身分証の名義を、悪いとは思っていたが、オンボロアパート時代の住所を使用しながら貴金属や小粒の宝石なんかを元手に資金調達を行いながら、仮面ライダー関係と、とある作品群の書物を買いあさるようになっていた。
そして今、市街地で住居を整え、身だしなみを整え、服装を整えて、ディエンドライバーを手にして、銀色のオーロラをくぐり抜けて別の世界に来ていた。
路地裏に現れて、道端に落ちていた新聞記事を拾って見てみると、日本語で『風都新聞』と書かれていた。
そう、俺は仮面ライダーWの舞台である風都へときていたのである。
俺はさっそく、『鳴海探偵事務所』を探し始めた。
ウィキによると、仮面ライダーWの主人公、『左 翔太郎』らが拠点とする探偵事務所は、風都の風花町1丁目2番地2号に建つ、古びた玉屋かもめビリヤード場の2階にあるとされている。
俺は、道を聞きながらも、その場所を探し当てた。
しかし、その場所には、古びたビリヤード場ではなくて、大きなボウリング場が建っていた。

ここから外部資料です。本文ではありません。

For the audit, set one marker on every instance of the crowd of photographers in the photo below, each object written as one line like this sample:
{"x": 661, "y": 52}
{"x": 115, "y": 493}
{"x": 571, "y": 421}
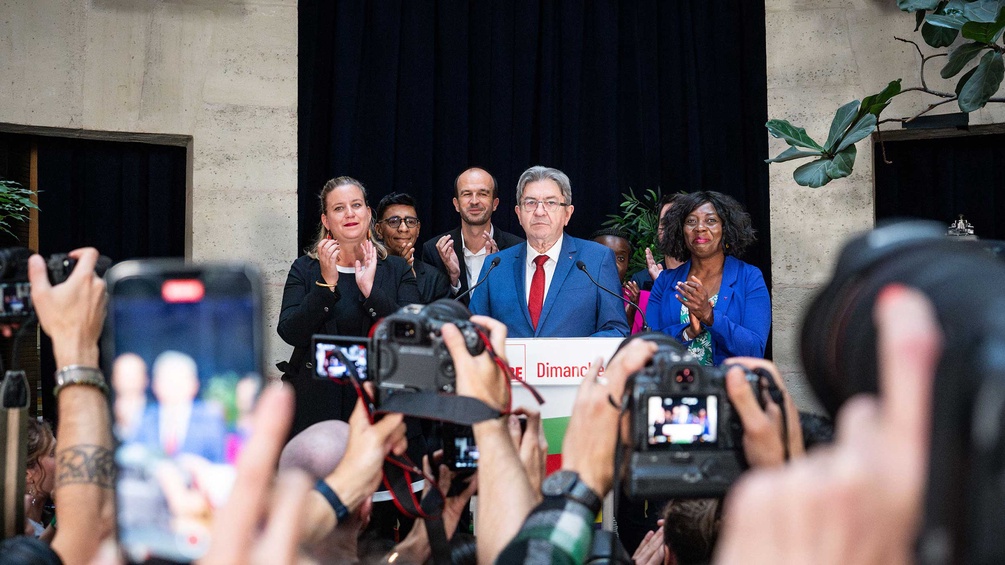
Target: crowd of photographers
{"x": 858, "y": 500}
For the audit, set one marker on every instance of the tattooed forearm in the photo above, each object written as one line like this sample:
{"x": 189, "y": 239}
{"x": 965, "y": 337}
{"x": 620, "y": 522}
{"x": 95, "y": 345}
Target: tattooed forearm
{"x": 85, "y": 464}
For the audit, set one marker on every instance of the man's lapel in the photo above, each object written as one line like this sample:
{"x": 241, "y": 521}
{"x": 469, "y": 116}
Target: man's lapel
{"x": 458, "y": 248}
{"x": 566, "y": 261}
{"x": 520, "y": 284}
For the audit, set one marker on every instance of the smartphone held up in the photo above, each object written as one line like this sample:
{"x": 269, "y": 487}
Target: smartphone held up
{"x": 184, "y": 345}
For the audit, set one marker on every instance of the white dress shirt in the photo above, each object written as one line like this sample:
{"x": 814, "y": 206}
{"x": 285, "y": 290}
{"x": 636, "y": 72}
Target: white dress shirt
{"x": 553, "y": 261}
{"x": 473, "y": 261}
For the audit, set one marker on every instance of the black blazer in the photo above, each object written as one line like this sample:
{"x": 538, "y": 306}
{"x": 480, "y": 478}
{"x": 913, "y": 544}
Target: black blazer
{"x": 309, "y": 309}
{"x": 430, "y": 255}
{"x": 433, "y": 285}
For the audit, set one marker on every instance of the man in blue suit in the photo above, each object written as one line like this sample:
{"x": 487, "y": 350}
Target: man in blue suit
{"x": 537, "y": 290}
{"x": 178, "y": 422}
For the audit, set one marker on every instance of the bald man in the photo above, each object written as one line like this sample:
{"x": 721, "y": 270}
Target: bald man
{"x": 460, "y": 252}
{"x": 129, "y": 380}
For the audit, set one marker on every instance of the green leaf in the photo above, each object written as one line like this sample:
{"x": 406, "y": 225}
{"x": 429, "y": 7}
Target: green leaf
{"x": 813, "y": 174}
{"x": 963, "y": 80}
{"x": 959, "y": 58}
{"x": 874, "y": 104}
{"x": 843, "y": 118}
{"x": 795, "y": 137}
{"x": 984, "y": 32}
{"x": 939, "y": 36}
{"x": 983, "y": 83}
{"x": 982, "y": 10}
{"x": 915, "y": 5}
{"x": 793, "y": 153}
{"x": 861, "y": 130}
{"x": 842, "y": 163}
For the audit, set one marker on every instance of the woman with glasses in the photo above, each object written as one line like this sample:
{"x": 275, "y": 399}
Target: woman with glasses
{"x": 343, "y": 286}
{"x": 398, "y": 228}
{"x": 715, "y": 304}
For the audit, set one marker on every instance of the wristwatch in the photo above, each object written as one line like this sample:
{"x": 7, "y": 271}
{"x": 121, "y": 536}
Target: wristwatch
{"x": 78, "y": 374}
{"x": 568, "y": 484}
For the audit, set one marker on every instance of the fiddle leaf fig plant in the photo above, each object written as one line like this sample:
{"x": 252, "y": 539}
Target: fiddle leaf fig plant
{"x": 941, "y": 22}
{"x": 15, "y": 203}
{"x": 640, "y": 220}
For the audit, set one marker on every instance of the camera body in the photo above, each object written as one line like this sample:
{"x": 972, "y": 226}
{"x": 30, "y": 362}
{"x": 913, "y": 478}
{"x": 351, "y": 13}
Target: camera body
{"x": 686, "y": 437}
{"x": 15, "y": 290}
{"x": 407, "y": 353}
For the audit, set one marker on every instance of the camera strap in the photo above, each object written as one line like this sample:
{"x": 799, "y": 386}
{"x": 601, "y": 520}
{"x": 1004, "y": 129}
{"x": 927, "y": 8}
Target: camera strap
{"x": 399, "y": 475}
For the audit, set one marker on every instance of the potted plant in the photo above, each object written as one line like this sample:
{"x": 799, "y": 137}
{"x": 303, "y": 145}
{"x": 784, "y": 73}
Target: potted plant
{"x": 15, "y": 204}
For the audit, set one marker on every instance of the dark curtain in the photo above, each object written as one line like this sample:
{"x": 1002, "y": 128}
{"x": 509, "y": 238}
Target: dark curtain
{"x": 405, "y": 95}
{"x": 126, "y": 199}
{"x": 940, "y": 179}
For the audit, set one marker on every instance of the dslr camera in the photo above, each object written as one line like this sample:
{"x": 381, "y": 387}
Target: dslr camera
{"x": 406, "y": 352}
{"x": 16, "y": 291}
{"x": 686, "y": 440}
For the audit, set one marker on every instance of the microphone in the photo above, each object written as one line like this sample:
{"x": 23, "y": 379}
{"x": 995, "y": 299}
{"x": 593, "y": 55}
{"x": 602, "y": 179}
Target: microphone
{"x": 582, "y": 266}
{"x": 491, "y": 265}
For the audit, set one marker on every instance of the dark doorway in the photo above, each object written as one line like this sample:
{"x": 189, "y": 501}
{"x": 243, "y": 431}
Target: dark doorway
{"x": 127, "y": 198}
{"x": 940, "y": 174}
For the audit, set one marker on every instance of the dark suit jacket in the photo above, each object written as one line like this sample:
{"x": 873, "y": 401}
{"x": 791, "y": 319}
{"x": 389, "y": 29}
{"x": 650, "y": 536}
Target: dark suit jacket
{"x": 430, "y": 255}
{"x": 433, "y": 285}
{"x": 309, "y": 310}
{"x": 574, "y": 307}
{"x": 204, "y": 436}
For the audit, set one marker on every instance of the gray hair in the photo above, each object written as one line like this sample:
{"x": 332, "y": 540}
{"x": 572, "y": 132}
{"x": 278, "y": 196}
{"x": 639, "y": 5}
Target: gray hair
{"x": 318, "y": 449}
{"x": 177, "y": 363}
{"x": 540, "y": 173}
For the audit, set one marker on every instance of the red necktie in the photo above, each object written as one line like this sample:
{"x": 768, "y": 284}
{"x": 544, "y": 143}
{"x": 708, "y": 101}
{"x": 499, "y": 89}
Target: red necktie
{"x": 537, "y": 299}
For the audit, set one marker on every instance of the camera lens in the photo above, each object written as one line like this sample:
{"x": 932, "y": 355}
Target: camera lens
{"x": 961, "y": 278}
{"x": 684, "y": 376}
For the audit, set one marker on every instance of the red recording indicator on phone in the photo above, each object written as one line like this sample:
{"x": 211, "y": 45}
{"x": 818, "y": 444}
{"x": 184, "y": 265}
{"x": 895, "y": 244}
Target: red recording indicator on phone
{"x": 183, "y": 291}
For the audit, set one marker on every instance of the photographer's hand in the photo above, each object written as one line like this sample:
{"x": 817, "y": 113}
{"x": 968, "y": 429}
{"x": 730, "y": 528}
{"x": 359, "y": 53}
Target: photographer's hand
{"x": 72, "y": 314}
{"x": 479, "y": 377}
{"x": 501, "y": 479}
{"x": 360, "y": 471}
{"x": 859, "y": 501}
{"x": 531, "y": 444}
{"x": 237, "y": 537}
{"x": 763, "y": 429}
{"x": 588, "y": 446}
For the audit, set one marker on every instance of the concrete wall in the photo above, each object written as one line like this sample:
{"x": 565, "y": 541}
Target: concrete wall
{"x": 224, "y": 72}
{"x": 221, "y": 71}
{"x": 821, "y": 54}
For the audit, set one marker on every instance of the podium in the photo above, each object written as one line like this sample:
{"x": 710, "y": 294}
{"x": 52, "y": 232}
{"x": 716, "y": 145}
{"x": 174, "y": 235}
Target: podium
{"x": 555, "y": 367}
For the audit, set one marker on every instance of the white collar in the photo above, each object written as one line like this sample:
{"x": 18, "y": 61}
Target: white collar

「はずれか。風都はあっても、仮面ライダーがいない世界か。
この世界を起点に移動するか…風都の平行世界へ。」
そして、再び、路地裏に入って、別の世界に移動する。
この前の世界は、風都の仮面ライダーWがサイクロンアクセルだったし、その前の世界は仮面ライダーWがいるが、それ以前の仮面ライダーがいない世界だった。
俺が探している世界は、少々ややこしいだろうが、歴代の仮面ライダーに変身した人々はいても、仮面ライダーがいない世界だ。
『仮面ライダー作品群が合わさった世界だけど、仮面ライダーも敵組織も現れず、ある程度平和な世界』と、『ある世界』が合わさった世界を俺は探している。
いろいろと世界を渡り歩いているうちに、銀色のオーロラの設定や使い方、世界線の移動のやり方などがわかってきていた。
今では、自分がもともといた世界に自由に戻れるし、とある世界を起点にその平行世界を探すことも可能になっていた。
そして、ついにその世界を探し当てることに成功したのだった。